Tout de suite mise au courant, Mme Édouard regarda sévèrement son fils.

— Comment ça, un modèle ? tu as volé un modèle chez les frères et tu l’as apporté chez nous ?

Victor avait jeté à Sébastien un regard désespéré et furieux.

— Mais non, maman !

— Mais si, monsieur ! puisque ton cousin l’a vu. Il ne ment pas d’habitude.

L’enfant cessa de répondre, lançant toujours à son cousin des coups d’œil terribles, et celui-ci n’était pas à son aise, car il vivait en admiration devant la force physique de son camarade de jeux, il faisait d’ordinaire l’ennemi vaincu et rossé, quand ils jouaient à la guerre ensemble. C’étaient, sous la conduite du plus âgé, des chevauchées effrayantes, des galops sans fin au travers de la maison, dans lesquels le plus jeune, si doux et si tendre, se laissait entraîner avec une sorte de terreur ravie.

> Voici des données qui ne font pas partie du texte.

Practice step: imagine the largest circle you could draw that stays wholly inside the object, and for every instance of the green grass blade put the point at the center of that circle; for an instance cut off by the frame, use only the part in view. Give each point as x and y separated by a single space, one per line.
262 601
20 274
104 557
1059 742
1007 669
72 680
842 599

— Il ne l’a sans doute pas volé, fit remarquer indulgemment Mme Alexandre. Peut-être l’aura-t-il emporté de l’école par mégarde.

Et, pour que son cousin lui pardonnât d’avoir été indiscret, Sébastien se hâta de confirmer cette supposition.

— Bien sûr, c’est comme ça, je n’ai pas dit qu’il avait volé le modèle.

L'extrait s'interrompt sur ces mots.